他被埋在了死人堆中,触手可及的,都是面目全非的尸体,全是曾经熟悉的人,将他埋得密不透风。

他们用命保住了薛晏的命。

燕王的最后一个亲卫在他身侧,半张脸都血肉模糊了,只剩下最后一口气。那人反复地告诉他,要活着回去,爬上权力的巅峰,才能收复燕郡,为燕王报仇。

他在尸体中埋了一夜,周遭都是黑暗,什么也看不见。

直到拂晓时,那亲卫在黑暗中用尽了最后一丝力气,将他从死人堆中推出去,让他逃。当时突厥的主力刚刚撤离,他独自站在那儿,周围是未烧尽的烽火。

终于有了光亮。

他不知杀了多少人,独自杀出了一条血路。

从那时起,他便开始怕黑。无论何时,他什么都能忍,只要还有些微的亮光。

但是这天晚上,乌云蔽月,一点亮光都无。他让进宝去取支蜡烛来,却没人搭理进宝。

薛晏便默不作声地在黑暗中强迫自己睡着,果然,那一夜窒息一般的黑暗,在梦中潮水一般涌来,将他几乎溺死在其中。

直到有个人来了。

薛晏无意识地抬手,抚上了领口的柔软的皮毛。那温暖的披风带着一股浅淡的草木香,像是燕郡郊外的冬日里,那些虽纤瘦单薄,却挡得住凛冽寒风的白桦。

他看到那个清冷俊秀的少年,将手里的灯放在了桌上,转过身来。

一室暖黄色的柔光,将他梦中那充斥着令他窒息的血腥味的黑暗,全都驱散了。

第13章

君怀琅回过身来,就见薛晏裹着他的披风坐在床上,神情竟难得的有些愣,琥珀色的双眼目光发直,盯着桌上那盏灯。

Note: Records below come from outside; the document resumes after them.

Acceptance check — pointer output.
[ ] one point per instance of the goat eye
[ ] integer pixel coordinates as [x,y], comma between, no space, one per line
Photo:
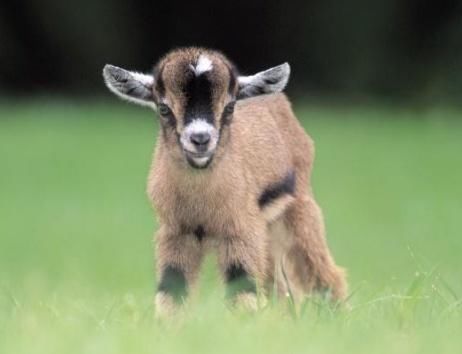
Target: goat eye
[164,110]
[229,108]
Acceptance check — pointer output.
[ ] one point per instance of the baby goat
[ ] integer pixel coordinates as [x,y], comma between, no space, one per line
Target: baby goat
[231,172]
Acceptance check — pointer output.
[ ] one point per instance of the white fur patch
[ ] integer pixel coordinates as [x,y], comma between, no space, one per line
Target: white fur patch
[203,65]
[147,80]
[268,81]
[199,126]
[111,75]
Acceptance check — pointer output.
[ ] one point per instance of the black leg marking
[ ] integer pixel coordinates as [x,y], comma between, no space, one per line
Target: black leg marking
[200,233]
[276,190]
[238,281]
[173,282]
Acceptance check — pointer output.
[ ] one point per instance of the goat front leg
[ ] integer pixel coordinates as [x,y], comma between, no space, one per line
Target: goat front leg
[243,262]
[179,256]
[312,265]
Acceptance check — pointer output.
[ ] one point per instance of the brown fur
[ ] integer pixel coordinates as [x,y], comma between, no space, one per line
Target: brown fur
[264,141]
[279,238]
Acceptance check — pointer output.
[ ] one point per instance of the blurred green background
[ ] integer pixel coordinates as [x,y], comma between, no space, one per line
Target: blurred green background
[375,83]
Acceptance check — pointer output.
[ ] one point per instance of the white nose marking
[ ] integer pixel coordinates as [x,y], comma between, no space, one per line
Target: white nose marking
[198,126]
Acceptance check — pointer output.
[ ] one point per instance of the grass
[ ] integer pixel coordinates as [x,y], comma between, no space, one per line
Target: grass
[76,264]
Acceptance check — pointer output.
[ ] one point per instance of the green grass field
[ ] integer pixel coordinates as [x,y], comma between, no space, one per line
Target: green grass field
[76,253]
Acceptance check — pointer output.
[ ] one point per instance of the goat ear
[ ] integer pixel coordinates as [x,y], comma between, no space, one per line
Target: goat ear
[268,81]
[129,85]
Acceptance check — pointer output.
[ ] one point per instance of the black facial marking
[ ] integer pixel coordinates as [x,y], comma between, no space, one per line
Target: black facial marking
[199,233]
[160,85]
[276,190]
[173,282]
[238,281]
[198,90]
[228,113]
[232,80]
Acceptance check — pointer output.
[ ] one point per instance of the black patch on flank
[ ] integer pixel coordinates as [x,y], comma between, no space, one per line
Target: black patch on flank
[276,190]
[198,91]
[238,281]
[199,233]
[173,282]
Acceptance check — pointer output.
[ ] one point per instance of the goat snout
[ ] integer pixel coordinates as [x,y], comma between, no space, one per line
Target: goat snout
[200,140]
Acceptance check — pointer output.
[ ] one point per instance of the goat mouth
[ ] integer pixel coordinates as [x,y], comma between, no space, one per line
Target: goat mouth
[198,155]
[199,160]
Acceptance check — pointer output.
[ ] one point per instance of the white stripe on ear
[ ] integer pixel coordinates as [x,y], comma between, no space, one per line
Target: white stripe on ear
[128,85]
[268,81]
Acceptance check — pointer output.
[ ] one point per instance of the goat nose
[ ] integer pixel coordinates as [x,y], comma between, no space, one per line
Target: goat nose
[200,139]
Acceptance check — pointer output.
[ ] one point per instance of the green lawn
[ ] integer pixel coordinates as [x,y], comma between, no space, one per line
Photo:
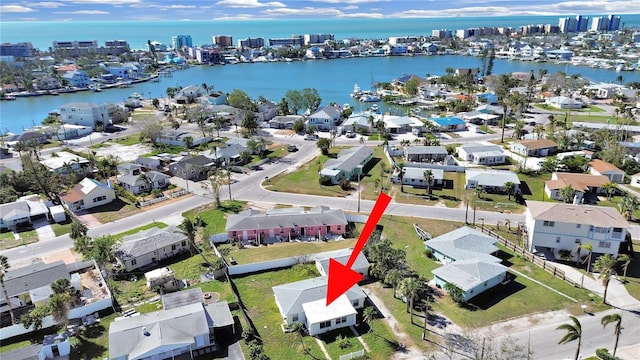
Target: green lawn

与他平日里那逆来顺受的沉默不同,更和他前世那阴戾恣睢的模样大相径庭。

君怀琅竟难得地有些想笑。

他心想,这小子以后再怎么呼风唤雨,如今不也是这幅任人摆布的呆样。他以后即便再长成那副喜怒无常的暴君模样,也不知还有没有脸面诛自己君家满门。

接着,他被门外吹进来的冷风冻得打了个寒噤。他笼了笼手里的手炉,还是走上前,默不作声地将那手炉也塞进了薛晏的手中。

动作间,他触碰到了薛晏的指尖。果然,凉得像冰一般。

他正要说话,门口的进宝醒了。他见主子房门开了,里头还透着光,吓得连滚带爬地跑了进来。

一进门,他就见个长身玉立的公子站在那儿,正回身看他。他愣了半天,才认出来,这公子分明就是今天在院中弹琴的那个仙人般的公子,说是淑妃娘娘家中的世子,轻易招惹不得的那位?

难道自家主子招惹了这位神仙?!

进宝吓得就要跪下磕头,却听那公子开了口,声音清清泠泠的:“去把郑广德叫来。”

进宝被冻得脑袋有点转不过弯来。

郑广德?郑广德是谁?

……那不是淑妃宫里的掌事大太监郑公公吗!

刚才自己想去郑公公那儿讨支蜡烛来,连郑公公的屋子都没进得去。他就被堵在门口,那位郑公公坐在里头,旁边还有个小太监给他打扇子,那可是宠妃身边的红人的气派啊!

进宝吓得腿都软了。

却见那公子等了片刻,似乎是以为他没听清,颇为好脾气地温声重复道:“郑广德,在厢房正中那一间,去把他叫来,就说是我说的。”

进宝连忙看向薛晏。

薛晏此时已回过神了。他静静看了进宝一眼,就将这小子吓醒了,一路小跑出了门,连哆嗦都忘了打。

君怀琅看着进宝离开,才转过头来,看向薛晏。

“我听人说,你今后便是姑母的孩子了。”他说。

薛晏看向他,等着他的下文。

君怀琅接着说:“下人苛待你,并不会是姑母的主意。你从今日起便是鸣鸾宫的主子,有什么事,大可以去告诉姑母。”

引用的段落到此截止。